NEWS ANALYSIS: Most Ultrabooks, the thin, lightweight notebooks Intel has been promoting, will likely get touch-screens by the end of the year if they are to have any chance for success.
Ultrabooks are supposed to be the PC market’s savior. The device category, created by Intel, is made up of laptops that must meet a host of parameters, including limits on thinness, processor type, size and more.
The idea was to appeal to consumers increasingly looking for slim, light and highly mobile notebooks to stop the onslaught of iOS and Android tablets cutting into PC makers’ sales.
However, Ultrabooks haven’t proven to be the savior that Intel expected them to be. PC shipments are actually down worldwide, and vendors are wondering what they can do to catch up to soaring tablet sales. What’s worse, research firm NPD DisplaySearch announced recently that tablet shipments will soon outpace PCs, making it increasingly difficult for Ultrabooks and other PC forms to keep pace.
But Intel has a plan. The company says that touch-screens must be bundled with Ultrabooks by the end of the year. Ultrabook sales prices, another major issue standing in the way of their adoption, will also come down. Intel believes that making Ultrabooks more tablet-like while reducing prices will help them regain some ground in the PC market and start to reign in competing tablets.
Whether that will prove true remains to be seen. But if anything is certain, it’s that Ultrabooks definitely need touch-screens
Read on to find out why:
1. Look at tablet sales
Tablet sales are soaring
. In fact, according to research firm NPD DisplaySearch, tablets are expected to outpace notebook sales, making it abundantly clear that the future resides in the touch-screen. Intel knows that. And that’s probably one of the chief reasons it wants to bring touch displays to its notebook line.
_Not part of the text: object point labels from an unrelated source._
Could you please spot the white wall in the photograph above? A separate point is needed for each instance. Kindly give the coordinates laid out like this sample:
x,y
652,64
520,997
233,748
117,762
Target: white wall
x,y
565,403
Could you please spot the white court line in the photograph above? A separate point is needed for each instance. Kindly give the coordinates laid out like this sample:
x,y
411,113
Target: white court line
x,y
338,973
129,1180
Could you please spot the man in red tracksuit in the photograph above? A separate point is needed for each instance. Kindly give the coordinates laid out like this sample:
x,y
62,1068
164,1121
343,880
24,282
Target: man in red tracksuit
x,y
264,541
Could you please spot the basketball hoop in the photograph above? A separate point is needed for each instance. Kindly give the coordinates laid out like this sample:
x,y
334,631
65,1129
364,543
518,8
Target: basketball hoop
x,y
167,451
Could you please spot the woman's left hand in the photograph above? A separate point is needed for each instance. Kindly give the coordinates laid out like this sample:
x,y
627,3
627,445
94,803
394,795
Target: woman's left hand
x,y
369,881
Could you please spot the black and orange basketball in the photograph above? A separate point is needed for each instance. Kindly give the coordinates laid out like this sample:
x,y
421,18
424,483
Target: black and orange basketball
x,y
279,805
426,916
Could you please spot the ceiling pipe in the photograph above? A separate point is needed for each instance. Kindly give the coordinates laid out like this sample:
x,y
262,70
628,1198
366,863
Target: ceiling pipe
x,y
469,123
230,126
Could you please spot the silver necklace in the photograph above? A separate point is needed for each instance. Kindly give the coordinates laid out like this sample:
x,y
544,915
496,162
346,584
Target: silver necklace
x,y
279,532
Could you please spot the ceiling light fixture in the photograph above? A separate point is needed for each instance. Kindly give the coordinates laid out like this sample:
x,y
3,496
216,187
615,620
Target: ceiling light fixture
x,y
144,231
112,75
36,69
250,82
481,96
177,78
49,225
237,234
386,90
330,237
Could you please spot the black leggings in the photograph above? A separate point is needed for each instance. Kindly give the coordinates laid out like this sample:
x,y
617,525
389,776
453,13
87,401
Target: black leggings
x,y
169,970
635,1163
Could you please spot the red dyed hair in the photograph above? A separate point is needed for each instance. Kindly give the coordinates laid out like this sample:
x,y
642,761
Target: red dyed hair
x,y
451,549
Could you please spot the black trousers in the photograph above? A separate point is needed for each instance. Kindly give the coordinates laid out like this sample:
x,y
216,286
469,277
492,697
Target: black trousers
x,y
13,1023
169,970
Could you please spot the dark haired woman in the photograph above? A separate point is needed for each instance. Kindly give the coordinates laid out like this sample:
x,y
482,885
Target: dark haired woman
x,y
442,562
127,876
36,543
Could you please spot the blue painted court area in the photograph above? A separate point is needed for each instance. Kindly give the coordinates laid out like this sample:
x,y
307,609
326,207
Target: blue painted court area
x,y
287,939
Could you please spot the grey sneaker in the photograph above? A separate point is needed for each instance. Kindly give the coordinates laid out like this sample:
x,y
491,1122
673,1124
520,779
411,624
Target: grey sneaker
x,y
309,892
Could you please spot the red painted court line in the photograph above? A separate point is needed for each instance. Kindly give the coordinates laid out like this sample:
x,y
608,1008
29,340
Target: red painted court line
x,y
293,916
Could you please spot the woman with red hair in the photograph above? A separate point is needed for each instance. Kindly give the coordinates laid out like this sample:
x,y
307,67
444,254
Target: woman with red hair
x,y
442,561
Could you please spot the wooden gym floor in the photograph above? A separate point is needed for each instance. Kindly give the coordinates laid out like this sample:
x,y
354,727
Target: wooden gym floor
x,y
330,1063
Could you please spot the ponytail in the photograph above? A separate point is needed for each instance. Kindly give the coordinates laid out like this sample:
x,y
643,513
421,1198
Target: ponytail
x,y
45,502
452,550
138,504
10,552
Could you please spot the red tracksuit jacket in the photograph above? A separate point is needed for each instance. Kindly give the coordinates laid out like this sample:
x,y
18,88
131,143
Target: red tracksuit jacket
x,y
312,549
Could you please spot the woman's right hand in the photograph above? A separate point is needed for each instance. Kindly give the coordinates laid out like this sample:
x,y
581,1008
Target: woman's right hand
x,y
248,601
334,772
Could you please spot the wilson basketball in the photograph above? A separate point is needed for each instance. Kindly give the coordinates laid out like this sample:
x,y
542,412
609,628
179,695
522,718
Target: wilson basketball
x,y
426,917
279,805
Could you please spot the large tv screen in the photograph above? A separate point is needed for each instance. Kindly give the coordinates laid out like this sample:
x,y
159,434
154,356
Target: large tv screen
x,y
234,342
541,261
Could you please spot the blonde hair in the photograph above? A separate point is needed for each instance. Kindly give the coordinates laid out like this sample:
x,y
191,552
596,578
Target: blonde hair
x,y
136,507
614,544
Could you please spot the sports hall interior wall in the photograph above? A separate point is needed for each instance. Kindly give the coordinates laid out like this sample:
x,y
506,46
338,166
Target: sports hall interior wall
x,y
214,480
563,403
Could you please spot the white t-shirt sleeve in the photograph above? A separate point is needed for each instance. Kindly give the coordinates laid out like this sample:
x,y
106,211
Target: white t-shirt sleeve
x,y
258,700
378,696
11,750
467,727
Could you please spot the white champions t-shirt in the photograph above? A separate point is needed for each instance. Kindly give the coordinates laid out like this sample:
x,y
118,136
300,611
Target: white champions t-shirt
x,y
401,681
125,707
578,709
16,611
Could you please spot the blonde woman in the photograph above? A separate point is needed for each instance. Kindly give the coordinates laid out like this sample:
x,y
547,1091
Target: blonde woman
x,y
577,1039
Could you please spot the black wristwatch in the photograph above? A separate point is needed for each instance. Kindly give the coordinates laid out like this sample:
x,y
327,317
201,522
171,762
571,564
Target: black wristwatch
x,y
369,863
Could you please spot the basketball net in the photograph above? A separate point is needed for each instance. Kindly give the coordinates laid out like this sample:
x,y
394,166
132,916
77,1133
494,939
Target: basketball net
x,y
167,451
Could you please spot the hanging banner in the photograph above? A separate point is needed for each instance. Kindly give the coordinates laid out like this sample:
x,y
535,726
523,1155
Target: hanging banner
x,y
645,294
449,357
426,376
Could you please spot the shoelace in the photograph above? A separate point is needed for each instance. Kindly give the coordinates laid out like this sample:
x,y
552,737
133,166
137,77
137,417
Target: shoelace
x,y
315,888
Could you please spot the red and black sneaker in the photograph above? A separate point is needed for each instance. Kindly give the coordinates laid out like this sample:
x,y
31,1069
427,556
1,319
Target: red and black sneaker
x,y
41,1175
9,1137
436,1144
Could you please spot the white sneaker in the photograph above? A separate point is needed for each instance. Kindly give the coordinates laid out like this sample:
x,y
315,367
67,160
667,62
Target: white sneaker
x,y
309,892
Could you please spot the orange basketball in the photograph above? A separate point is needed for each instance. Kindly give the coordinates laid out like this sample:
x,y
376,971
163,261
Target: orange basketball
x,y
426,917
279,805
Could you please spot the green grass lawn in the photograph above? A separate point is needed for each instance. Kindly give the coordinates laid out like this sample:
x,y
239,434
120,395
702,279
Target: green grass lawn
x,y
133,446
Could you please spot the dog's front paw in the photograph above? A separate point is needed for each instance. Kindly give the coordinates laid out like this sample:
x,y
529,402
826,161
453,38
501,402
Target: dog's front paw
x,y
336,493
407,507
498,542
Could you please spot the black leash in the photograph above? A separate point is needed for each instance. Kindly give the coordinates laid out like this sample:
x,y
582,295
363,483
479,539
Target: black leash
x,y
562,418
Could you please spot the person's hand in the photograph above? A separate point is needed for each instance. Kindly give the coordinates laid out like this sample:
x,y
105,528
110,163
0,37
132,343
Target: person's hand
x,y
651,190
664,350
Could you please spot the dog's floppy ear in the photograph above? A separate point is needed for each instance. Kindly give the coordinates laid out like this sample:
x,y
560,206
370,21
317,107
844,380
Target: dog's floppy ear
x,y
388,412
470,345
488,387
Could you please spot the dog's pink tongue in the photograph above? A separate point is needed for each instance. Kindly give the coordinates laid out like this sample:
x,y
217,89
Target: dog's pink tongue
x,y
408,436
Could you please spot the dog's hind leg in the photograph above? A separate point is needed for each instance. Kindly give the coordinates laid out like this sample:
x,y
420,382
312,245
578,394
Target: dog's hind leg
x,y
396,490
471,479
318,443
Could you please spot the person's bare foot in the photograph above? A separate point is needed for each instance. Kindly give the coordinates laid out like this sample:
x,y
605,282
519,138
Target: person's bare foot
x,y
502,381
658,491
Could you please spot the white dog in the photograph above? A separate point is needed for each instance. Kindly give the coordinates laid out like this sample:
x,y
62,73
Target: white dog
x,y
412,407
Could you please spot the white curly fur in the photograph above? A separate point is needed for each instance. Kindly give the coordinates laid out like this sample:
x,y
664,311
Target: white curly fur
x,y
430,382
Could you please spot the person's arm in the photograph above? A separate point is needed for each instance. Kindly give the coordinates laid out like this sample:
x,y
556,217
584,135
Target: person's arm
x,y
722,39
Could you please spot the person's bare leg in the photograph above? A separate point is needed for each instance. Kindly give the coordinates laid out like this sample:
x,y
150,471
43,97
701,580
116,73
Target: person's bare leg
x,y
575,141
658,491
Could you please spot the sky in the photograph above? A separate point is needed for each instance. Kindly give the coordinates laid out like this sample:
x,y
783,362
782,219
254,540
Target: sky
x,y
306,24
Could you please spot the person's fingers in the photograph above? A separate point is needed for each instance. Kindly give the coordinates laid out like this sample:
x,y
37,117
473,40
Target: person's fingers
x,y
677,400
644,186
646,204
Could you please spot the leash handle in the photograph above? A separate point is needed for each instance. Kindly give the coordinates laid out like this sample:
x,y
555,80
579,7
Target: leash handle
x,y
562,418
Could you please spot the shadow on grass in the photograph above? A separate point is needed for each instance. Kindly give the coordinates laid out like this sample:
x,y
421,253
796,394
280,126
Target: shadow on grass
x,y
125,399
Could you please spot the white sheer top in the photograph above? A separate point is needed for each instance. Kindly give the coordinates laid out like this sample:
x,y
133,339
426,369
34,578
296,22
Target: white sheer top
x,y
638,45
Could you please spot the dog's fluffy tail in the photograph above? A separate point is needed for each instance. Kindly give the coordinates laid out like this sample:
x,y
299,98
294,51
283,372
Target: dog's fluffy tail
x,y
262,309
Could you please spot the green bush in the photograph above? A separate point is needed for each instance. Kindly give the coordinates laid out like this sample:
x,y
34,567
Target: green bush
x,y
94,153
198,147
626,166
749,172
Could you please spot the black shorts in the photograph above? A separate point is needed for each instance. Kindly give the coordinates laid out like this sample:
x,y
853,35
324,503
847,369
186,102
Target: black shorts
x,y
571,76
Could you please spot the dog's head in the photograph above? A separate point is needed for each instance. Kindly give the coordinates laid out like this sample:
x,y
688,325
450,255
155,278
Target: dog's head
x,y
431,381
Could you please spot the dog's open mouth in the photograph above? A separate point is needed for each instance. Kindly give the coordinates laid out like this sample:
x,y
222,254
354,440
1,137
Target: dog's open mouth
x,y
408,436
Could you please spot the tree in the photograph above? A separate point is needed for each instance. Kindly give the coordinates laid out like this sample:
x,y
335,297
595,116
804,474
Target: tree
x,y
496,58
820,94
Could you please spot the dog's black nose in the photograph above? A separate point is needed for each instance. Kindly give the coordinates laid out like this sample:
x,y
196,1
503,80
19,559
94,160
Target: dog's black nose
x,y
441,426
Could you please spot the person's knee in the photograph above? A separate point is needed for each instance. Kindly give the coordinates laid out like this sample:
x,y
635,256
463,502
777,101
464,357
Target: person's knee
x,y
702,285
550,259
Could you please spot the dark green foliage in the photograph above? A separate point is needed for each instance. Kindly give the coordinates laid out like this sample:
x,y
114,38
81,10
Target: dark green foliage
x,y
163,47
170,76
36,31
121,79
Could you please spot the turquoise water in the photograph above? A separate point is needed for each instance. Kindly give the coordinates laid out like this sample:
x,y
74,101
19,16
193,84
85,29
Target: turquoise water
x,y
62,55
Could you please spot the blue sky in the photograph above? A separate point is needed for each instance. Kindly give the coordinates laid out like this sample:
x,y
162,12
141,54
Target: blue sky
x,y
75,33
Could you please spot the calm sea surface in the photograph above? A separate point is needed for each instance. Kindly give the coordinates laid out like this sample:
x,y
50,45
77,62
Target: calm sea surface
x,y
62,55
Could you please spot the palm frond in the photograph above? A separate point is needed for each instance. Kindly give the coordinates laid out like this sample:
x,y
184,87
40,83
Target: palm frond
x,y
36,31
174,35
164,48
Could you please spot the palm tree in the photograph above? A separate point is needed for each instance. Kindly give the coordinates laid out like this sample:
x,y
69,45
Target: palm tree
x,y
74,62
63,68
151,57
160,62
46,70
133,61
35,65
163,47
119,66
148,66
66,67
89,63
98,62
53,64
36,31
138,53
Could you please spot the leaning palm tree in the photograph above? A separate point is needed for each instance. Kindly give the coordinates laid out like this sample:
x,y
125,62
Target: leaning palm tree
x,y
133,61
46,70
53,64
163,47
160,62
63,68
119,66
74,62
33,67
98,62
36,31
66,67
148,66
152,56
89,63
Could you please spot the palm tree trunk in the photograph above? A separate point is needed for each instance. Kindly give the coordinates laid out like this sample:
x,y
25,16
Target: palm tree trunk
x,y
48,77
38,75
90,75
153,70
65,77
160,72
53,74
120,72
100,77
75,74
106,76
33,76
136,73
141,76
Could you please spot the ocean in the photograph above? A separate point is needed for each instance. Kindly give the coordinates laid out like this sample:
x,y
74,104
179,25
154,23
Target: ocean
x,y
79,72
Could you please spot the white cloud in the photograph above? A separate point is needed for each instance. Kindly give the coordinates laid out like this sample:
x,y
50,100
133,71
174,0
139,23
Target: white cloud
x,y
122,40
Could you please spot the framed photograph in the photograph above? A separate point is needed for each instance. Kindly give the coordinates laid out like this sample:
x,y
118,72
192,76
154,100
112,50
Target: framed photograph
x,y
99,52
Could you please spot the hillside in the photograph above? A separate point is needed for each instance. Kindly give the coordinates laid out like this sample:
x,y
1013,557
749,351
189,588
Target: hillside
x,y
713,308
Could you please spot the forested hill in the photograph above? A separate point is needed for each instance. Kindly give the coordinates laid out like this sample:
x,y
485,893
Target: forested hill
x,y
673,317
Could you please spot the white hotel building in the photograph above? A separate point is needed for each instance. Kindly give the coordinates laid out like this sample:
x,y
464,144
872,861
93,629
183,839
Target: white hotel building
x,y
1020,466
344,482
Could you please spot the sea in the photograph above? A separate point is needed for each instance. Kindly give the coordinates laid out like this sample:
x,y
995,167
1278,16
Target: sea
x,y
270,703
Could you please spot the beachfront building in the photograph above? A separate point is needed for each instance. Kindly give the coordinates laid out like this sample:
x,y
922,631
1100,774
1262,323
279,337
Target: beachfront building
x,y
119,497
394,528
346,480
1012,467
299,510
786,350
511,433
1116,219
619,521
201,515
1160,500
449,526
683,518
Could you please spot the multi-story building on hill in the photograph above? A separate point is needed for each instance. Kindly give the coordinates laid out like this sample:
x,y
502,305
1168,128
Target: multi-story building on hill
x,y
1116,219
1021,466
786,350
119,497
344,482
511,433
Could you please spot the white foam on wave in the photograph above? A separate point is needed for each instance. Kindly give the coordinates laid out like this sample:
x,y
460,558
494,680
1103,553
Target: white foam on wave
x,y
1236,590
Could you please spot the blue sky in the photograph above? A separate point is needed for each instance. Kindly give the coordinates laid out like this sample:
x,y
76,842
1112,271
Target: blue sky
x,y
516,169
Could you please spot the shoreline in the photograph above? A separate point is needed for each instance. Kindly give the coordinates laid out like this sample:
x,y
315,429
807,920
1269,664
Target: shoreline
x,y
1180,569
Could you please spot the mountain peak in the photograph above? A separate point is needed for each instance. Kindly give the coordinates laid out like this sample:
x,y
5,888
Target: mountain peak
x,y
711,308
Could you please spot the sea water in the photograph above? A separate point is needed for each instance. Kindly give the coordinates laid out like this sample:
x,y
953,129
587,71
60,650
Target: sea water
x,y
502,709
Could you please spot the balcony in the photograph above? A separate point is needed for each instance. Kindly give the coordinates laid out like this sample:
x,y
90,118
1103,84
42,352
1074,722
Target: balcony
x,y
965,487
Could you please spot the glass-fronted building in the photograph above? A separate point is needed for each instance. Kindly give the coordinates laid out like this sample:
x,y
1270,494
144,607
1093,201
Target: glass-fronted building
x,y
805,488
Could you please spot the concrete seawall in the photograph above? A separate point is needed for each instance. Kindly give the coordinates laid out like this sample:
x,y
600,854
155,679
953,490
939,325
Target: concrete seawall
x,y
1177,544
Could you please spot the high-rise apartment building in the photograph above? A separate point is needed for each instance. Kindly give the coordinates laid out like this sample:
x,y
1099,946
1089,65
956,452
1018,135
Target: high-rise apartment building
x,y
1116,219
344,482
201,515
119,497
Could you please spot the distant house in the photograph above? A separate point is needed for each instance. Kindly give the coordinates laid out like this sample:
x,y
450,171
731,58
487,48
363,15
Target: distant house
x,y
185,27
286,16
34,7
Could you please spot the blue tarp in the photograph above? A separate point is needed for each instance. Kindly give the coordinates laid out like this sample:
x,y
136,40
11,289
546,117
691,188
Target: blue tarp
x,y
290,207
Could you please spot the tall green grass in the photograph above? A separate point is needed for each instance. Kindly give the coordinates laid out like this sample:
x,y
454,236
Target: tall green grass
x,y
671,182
2. It’s easier to perform tasks
Using a touch-screen makes it easier to perform a host of tasks. In the enterprise—a market that Intel is targeting with Ultrabooks—productivity can be enhanced with touch displays. Intel understands that. Now it wants to make the case to corporate customers that Ultrabooks are true workhorses. The best way to make that case is to deliver touch-screens to its devices.
3. Enterprise users want it
Although productivity is a key component in enterprise decision-making, touch-screens also come in handy for companies attempting to perform tasks. For example, touch-screens are used by companies to enable clients to sign documents
. In the medical field, touch-screens are used to tap around a display of patient information. The corporate world wants touch-screens for more than just productivity. Now Intel wants to deliver them in Ultrabooks.
4. It’s a hallmark of mobility
Ultrabooks are supposed to be the pinnacle of mobility. Yet they don’t come with the single feature that has defined mobility in the last several years—touch-screens. Intel is finally rectifying that by adding touch-screens to its Ultrabook specification.